In the days preceding these events and now in the days following, Joseph’s words to his brothers keep coming to mind: “You meant evil against me, but God meant it for good” (Genesis 50:20, English Standard Version). Here’s how that Scripture played out here in Gainesville:
An event meant to inflame passions has instead led to conversations. The strategy of the National Policy Institute (of which Spencer is president) has been to go to college campuses to elicit a violent response. In Gainesville, while his supporters were met by some protestors and a shouting match ensued, something else erupted in the community at large: conversations about racial divisions and what can be done to heal some of our community’s wounds. What was a back burner issue in many of our predominantly white churches has now been brought to the forefront.
At Creekside Community Church (EFCA), we spent part of our service the week before both praying and calling the church to action. In particular, we asked members to reach out to students and neighbors who would be targeted by the groups coming to town; and we challenged each other to reflect on how we, as a majority-white church, were caring for our brothers and sisters from different backgrounds in our own church family. That conversation is continuing.
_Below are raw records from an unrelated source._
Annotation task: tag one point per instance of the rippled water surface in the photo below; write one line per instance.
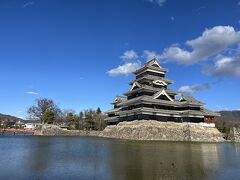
(31, 157)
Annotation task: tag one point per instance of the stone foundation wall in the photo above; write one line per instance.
(163, 131)
(234, 134)
(53, 130)
(145, 130)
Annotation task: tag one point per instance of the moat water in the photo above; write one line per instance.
(31, 157)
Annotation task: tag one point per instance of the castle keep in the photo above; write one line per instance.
(150, 99)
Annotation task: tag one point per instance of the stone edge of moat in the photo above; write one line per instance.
(148, 130)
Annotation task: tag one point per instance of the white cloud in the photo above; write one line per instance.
(158, 2)
(194, 88)
(211, 42)
(125, 69)
(32, 93)
(129, 55)
(131, 64)
(29, 3)
(224, 66)
(148, 55)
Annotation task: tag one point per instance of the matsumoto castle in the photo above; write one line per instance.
(150, 99)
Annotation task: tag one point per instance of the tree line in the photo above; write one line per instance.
(48, 112)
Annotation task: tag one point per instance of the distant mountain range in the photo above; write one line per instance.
(229, 116)
(4, 117)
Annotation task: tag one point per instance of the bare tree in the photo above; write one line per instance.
(42, 106)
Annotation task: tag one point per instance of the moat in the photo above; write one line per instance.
(33, 157)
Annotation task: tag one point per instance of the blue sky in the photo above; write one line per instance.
(81, 53)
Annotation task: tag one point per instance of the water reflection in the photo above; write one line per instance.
(95, 158)
(165, 160)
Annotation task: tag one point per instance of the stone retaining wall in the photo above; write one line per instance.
(234, 134)
(163, 131)
(53, 130)
(146, 130)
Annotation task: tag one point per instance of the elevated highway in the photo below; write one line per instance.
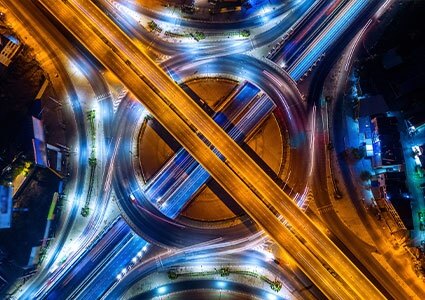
(239, 175)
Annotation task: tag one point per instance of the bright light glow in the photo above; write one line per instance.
(162, 290)
(271, 297)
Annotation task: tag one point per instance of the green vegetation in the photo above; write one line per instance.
(85, 211)
(152, 25)
(275, 285)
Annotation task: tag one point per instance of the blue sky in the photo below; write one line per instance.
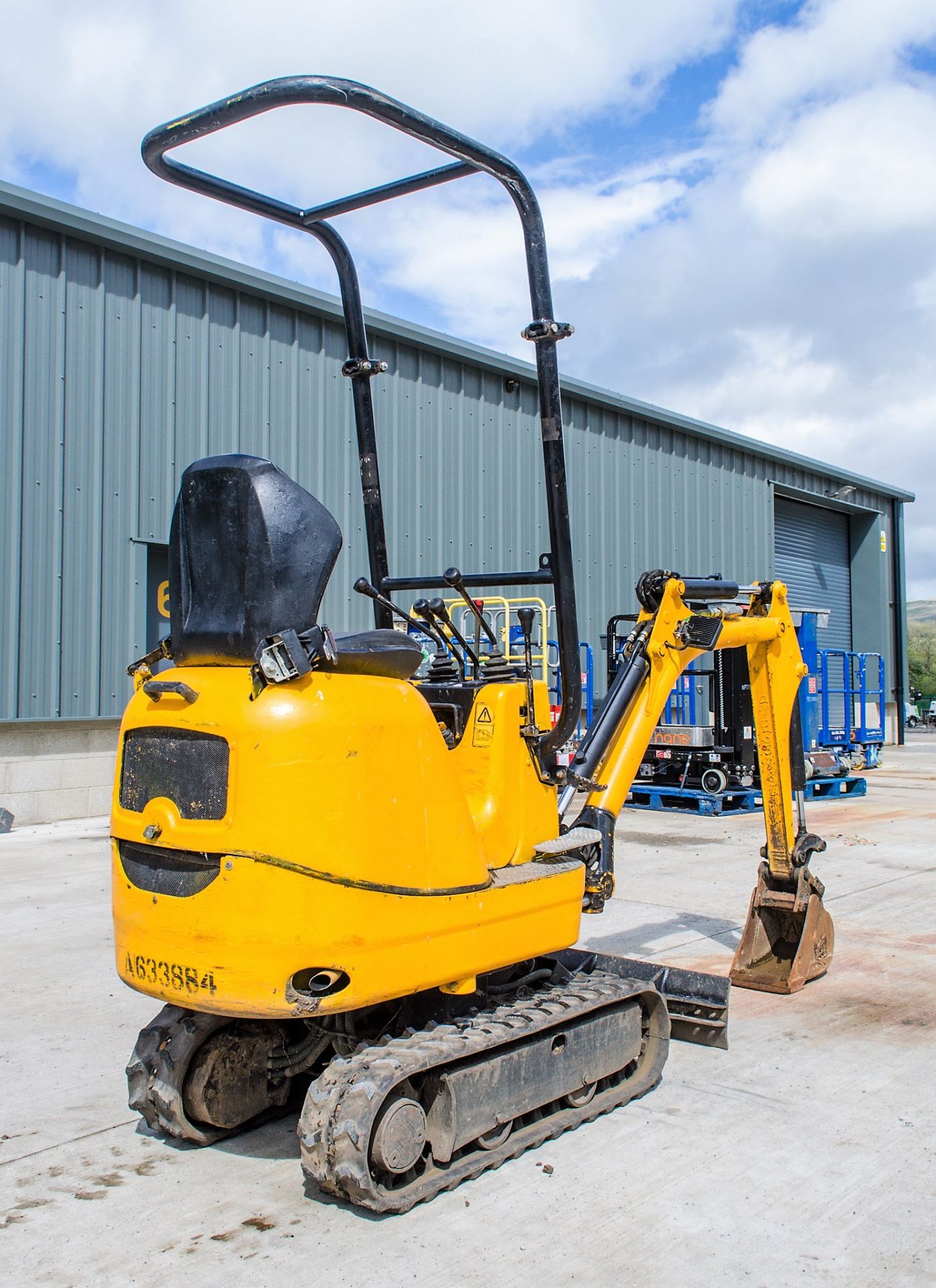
(739, 197)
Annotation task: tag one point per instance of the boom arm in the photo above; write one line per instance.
(788, 935)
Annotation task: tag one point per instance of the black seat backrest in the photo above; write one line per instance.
(250, 554)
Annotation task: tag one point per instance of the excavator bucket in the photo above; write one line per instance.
(788, 936)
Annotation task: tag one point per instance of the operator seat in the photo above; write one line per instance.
(250, 555)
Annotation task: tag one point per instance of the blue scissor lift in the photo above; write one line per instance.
(694, 765)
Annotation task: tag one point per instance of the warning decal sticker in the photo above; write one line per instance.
(484, 728)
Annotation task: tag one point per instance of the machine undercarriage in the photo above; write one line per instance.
(405, 1100)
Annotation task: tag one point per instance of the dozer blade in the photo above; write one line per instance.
(788, 936)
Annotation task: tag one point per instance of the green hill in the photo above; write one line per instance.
(921, 611)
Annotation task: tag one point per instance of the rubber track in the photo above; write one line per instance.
(158, 1072)
(344, 1102)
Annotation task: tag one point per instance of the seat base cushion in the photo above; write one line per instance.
(385, 652)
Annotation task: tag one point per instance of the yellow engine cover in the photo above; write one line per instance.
(352, 840)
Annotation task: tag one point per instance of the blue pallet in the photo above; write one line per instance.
(734, 800)
(692, 800)
(833, 789)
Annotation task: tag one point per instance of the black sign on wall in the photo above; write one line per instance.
(158, 594)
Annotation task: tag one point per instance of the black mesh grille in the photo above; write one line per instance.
(191, 769)
(176, 872)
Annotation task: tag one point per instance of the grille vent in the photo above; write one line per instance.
(191, 769)
(176, 872)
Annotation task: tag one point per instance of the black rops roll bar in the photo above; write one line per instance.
(543, 330)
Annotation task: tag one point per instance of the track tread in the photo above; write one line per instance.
(350, 1094)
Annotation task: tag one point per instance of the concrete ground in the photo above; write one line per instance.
(805, 1155)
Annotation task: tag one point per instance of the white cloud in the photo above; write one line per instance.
(835, 48)
(863, 166)
(779, 280)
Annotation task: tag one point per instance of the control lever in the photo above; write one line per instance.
(437, 607)
(496, 669)
(455, 580)
(525, 619)
(423, 611)
(364, 588)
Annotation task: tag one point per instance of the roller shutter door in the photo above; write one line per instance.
(811, 555)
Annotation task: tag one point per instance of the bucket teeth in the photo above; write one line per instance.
(788, 938)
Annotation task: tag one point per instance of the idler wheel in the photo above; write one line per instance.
(581, 1097)
(399, 1136)
(496, 1136)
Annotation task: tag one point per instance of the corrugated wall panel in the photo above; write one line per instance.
(120, 452)
(119, 372)
(40, 571)
(12, 339)
(83, 499)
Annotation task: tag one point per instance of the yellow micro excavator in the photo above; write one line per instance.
(362, 888)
An event meant to divide our community has instead fostered unity. The white supremacists who came were intent on spreading division. But something else is obviously happening.
The president of the University of Florida, Kent Fuchs, used the event as a platform for speaking to the value and worth of every individual. Dr. Fuchs, a Trinity Evangelical Divinity School graduate, has modeled well for all of us what it looks like to be a Christian serving in the public square. At our county-wide pastoral association—which met on the day of the event for prayer and a lunch together—we had the most diverse gathering of pastors I have seen, and we witnessed genuine care and sweet fellowship between the pastors in attendance.
We have a lot of work to do in Gainesville to better care for our most vulnerable neighbors. But I am encouraged, because the city’s churches are increasingly leading in these efforts.
What was meant to leave our city weakened and fractured has not succeeded. In fact, it seems to have backfired and instead strengthened the ties that bind us together.